Note: Between the two, the red hanging man is usually considered a stronger signal for a possible trend reversal.

Characteristics of the Hanging Man Pattern

To recognise a hanging man candle, you don’t need fancy tools — just a keen eye and some context. Here’s what it usually looks like:

  • Small real body – The body (the solid part of the candle) is small, sitting near the top of the price range.

  • Long lower shadow – The lower wick is much longer — at least twice the size of the body — showing sellers tried to push the price down hard.

  • Little or no upper shadow – The top wick is short or completely missing.

  • Appears after an uptrend – You’ll mostly see this at the end of an upward move, signalling that momentum could be fading.

When you see a hanging man, imagine a tug-of-war — buyers still standing, but exhausted, while sellers are gaining strength.

How to Identify the Hanging Man Pattern in Charts

Alright, so how do you actually spot it on a chart? Let’s break it down step by step.

1. The body

Look for a candle with a small body near the top of its price range. It shows indecision — buyers tried, sellers pushed back, and neither side completely won.

2. The upper wick

In a hanging man, the upper wick is either tiny or absent. This tells you there wasn’t much buying pressure near the high — the market hit a ceiling.

3. The lower wick

This is the key part. The lower wick is long, sometimes twice or more the size of the body. It shows that sellers managed to drag prices down sharply during the session before buyers tried to recover.

If you notice this pattern forming after an uptrend, it’s often a sign that the bullish mood might be cooling off.

Significance of the Hanging Man Candlestick Pattern

In simpler terms, the hanging man is a bearish reversal signal. It shows that after a strong rally, the buyers are possibly running out of steam, and the sellers are starting to become involved.

This indicator is important for a few reasons:

  • Potential Reversal: The hanging man usually develops near the top of an uptrend, indicating the possibility of a trend reversal.

  • Short Positions: Many traders will use it in anticipation of a potential short trade, especially when the next candle follows in a downward direction.

  • Buyer Be Cautious: If you are in a long position - this is a gentle reminder to stay alert. The market will not continue to rise forever, and it may be time to tighten your stop losses or even take partial profits.

Pro Tip: The hanging man works well alongside other indicators - volume, RSI, moving averages, etc. No bullish or bearish candle can predict the future by itself, but if you pay attention to it, it can be helpful.

Trading Strategies Using the Hanging Man Candlestick Pattern

So, how do you trade with the hanging man pattern? Here are some suggestions to include the hanging man pattern in your plan. 
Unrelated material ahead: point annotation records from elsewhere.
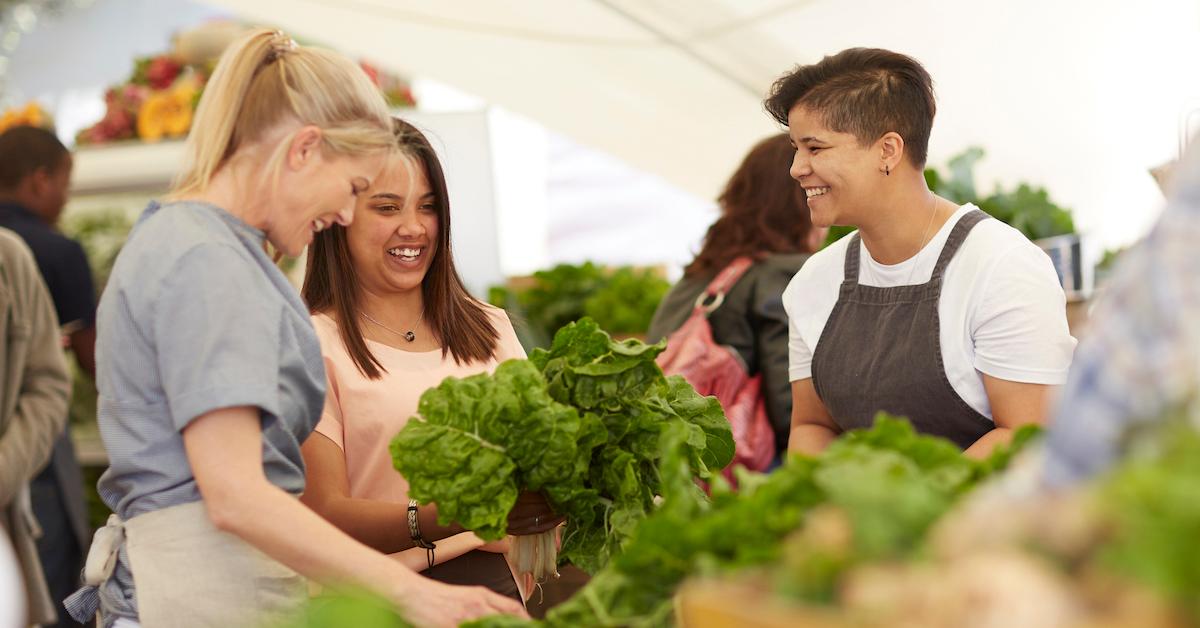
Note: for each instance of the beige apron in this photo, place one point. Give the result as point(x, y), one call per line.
point(189, 574)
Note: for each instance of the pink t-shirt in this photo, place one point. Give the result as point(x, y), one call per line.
point(361, 416)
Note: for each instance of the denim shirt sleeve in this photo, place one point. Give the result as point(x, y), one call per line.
point(217, 336)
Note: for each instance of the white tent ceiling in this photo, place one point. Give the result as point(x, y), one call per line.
point(1079, 97)
point(672, 87)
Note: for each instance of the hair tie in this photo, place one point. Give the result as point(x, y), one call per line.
point(281, 45)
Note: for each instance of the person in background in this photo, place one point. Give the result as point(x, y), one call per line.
point(1141, 356)
point(35, 173)
point(394, 320)
point(210, 371)
point(930, 310)
point(766, 217)
point(35, 389)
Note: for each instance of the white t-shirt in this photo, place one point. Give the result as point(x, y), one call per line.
point(1002, 307)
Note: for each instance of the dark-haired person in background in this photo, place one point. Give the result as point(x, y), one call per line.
point(931, 310)
point(35, 173)
point(763, 216)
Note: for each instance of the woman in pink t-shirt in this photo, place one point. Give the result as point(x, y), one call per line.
point(395, 320)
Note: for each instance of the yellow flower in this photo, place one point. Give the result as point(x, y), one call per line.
point(31, 114)
point(167, 113)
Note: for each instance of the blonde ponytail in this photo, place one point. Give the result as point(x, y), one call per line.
point(263, 79)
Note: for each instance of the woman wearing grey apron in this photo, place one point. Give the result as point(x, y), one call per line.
point(930, 310)
point(210, 372)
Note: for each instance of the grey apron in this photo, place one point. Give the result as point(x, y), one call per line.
point(881, 351)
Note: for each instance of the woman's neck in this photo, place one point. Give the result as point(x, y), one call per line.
point(232, 191)
point(904, 226)
point(396, 310)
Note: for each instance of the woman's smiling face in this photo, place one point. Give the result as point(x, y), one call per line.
point(395, 231)
point(838, 173)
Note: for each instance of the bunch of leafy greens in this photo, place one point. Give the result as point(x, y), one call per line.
point(891, 482)
point(621, 300)
point(582, 422)
point(1029, 209)
point(1153, 503)
point(628, 299)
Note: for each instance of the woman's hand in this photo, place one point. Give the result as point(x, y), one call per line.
point(437, 605)
point(532, 515)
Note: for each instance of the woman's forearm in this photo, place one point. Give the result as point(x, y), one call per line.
point(448, 549)
point(810, 438)
point(279, 525)
point(381, 525)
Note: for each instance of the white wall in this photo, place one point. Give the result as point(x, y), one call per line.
point(1081, 97)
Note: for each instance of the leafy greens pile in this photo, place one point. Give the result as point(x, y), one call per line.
point(582, 422)
point(891, 482)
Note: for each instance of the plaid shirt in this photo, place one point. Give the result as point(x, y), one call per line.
point(1141, 356)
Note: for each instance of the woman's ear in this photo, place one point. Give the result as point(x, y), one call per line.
point(891, 148)
point(305, 147)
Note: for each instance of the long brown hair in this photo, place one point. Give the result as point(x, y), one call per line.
point(459, 321)
point(763, 211)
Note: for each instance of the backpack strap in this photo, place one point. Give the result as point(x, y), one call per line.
point(714, 294)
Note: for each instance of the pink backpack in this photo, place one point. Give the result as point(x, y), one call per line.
point(718, 370)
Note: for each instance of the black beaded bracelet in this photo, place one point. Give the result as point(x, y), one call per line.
point(414, 532)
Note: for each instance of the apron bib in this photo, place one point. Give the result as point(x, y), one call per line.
point(881, 351)
point(189, 574)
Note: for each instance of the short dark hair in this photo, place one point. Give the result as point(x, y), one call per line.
point(25, 150)
point(865, 93)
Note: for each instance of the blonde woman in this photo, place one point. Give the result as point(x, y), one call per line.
point(210, 372)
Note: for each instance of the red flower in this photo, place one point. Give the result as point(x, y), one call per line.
point(162, 71)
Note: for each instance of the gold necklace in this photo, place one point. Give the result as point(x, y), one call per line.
point(407, 335)
point(921, 245)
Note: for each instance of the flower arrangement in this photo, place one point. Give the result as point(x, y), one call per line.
point(31, 114)
point(156, 102)
point(160, 97)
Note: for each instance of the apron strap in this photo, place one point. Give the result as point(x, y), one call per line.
point(102, 557)
point(851, 277)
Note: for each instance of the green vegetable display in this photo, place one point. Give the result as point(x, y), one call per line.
point(1153, 504)
point(621, 300)
point(892, 483)
point(583, 422)
point(1029, 209)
  • Finding the entry window: After spotting a hanging man after a rally, typically you wait for confirmation, usually a red candle the next day. If there is a red candle, often traders will open shorts once the price moves below its body. 
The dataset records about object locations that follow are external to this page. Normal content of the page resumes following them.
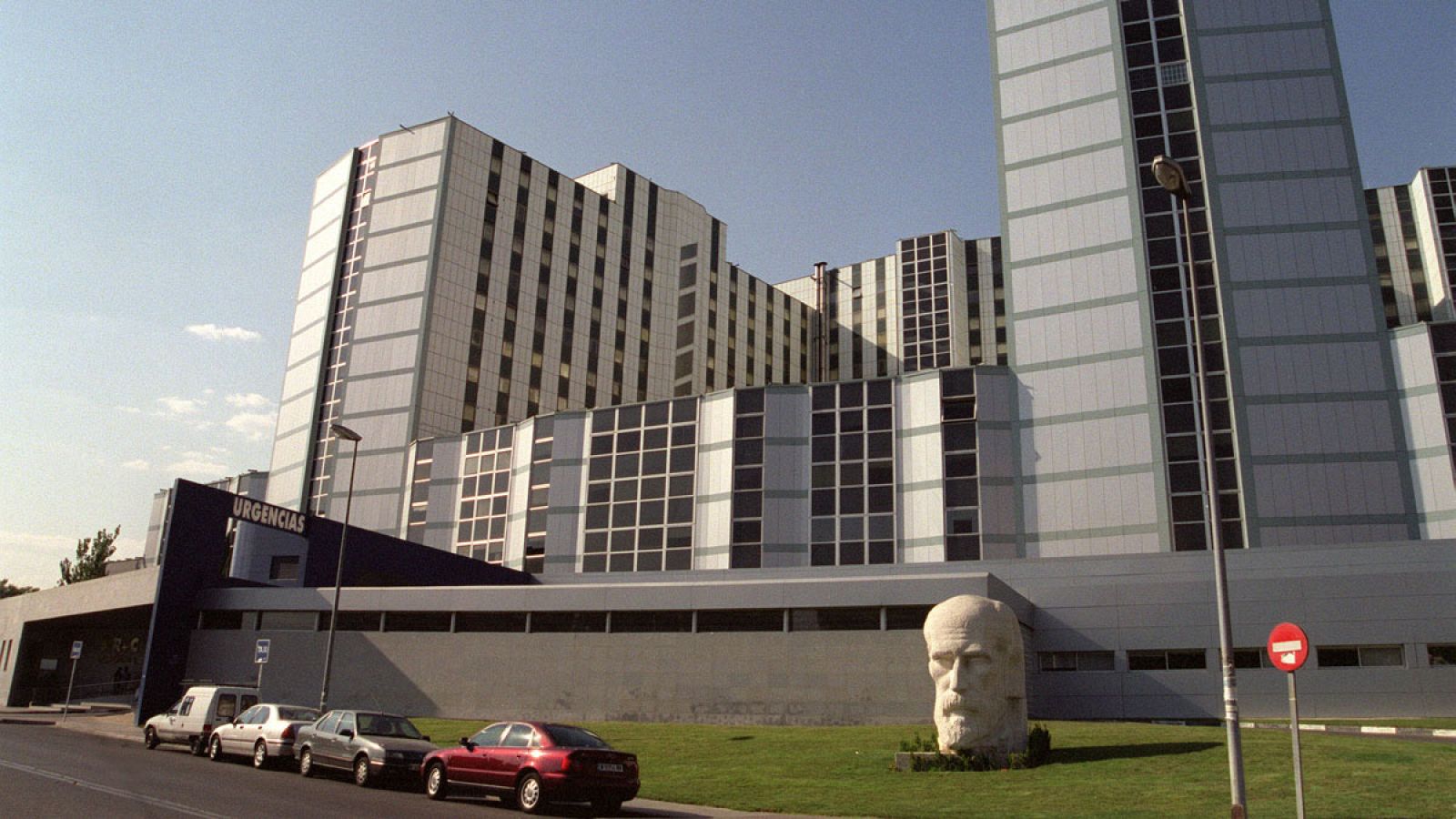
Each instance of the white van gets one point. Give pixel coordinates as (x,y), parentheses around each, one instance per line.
(194,717)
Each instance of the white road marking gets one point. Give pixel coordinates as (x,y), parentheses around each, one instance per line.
(109,790)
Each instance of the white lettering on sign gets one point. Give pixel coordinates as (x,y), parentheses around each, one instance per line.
(268,515)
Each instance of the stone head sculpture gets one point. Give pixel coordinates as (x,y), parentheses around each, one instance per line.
(980,678)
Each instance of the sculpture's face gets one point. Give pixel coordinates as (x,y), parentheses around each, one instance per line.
(970,654)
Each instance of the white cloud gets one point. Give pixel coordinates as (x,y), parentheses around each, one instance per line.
(255,426)
(213,332)
(248,401)
(181,405)
(197,465)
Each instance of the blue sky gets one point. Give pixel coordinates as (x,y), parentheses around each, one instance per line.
(157,164)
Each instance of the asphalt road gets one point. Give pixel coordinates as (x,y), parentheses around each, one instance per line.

  • Understanding stop-loss points: No trade is complete without a stop-loss. There is a simple rule: put your stop-loss above the high of the hanging man candle. If the price rallies above it, it indicates the uptrend still has life and can exit the trade safely. 

  • Targeting profits: Set a predefined risk-to-reward ratio that aligns with your trading plan to determine profit targets. This ratio helps maintain consistency in managing gains relative to potential losses. Once the price moves in your favour, you may continue adjusting the stop-loss level to lock in profits as the trend progresses, ensuring disciplined trade management. 

Pros and Cons of the Hanging Man Candlestick Pattern

Like all indicators in trading, the hanging man pattern has its advantages and disadvantages. Understanding both sides will help you understand the most effective use. 

Pros of the hanging man candlestick pattern 

  • Easy to recognise - Even a novice trader could pick this out. It is nice and visually clear on charts in its small body alongside the elongated wick, easily identifiable. 

  • Early warning indicator - It is often a canary in the coalmine, signalling the potential for an uptrend to exhaust itself. Some indication of reversal is great as it gives you time to consider the options available to you.

  • Supports decision making - When combined with additional indicators, the hanging man candlestick pattern provides a clearer sense of future market expectations. 

Cons of the hanging man candlestick pattern 

  • Needs confirming - It is very important to avoid initiating a market position immediately after seeing the hanging man. Always wait for the next candle or an alternative signal to confirm the reversal. 

  • Market conditions matter - The hanging man is most effective in an active or trending strong uptrend. Some traders use the hanging man in sideways or chop conditions, but while it generates signals, it can be misleading. 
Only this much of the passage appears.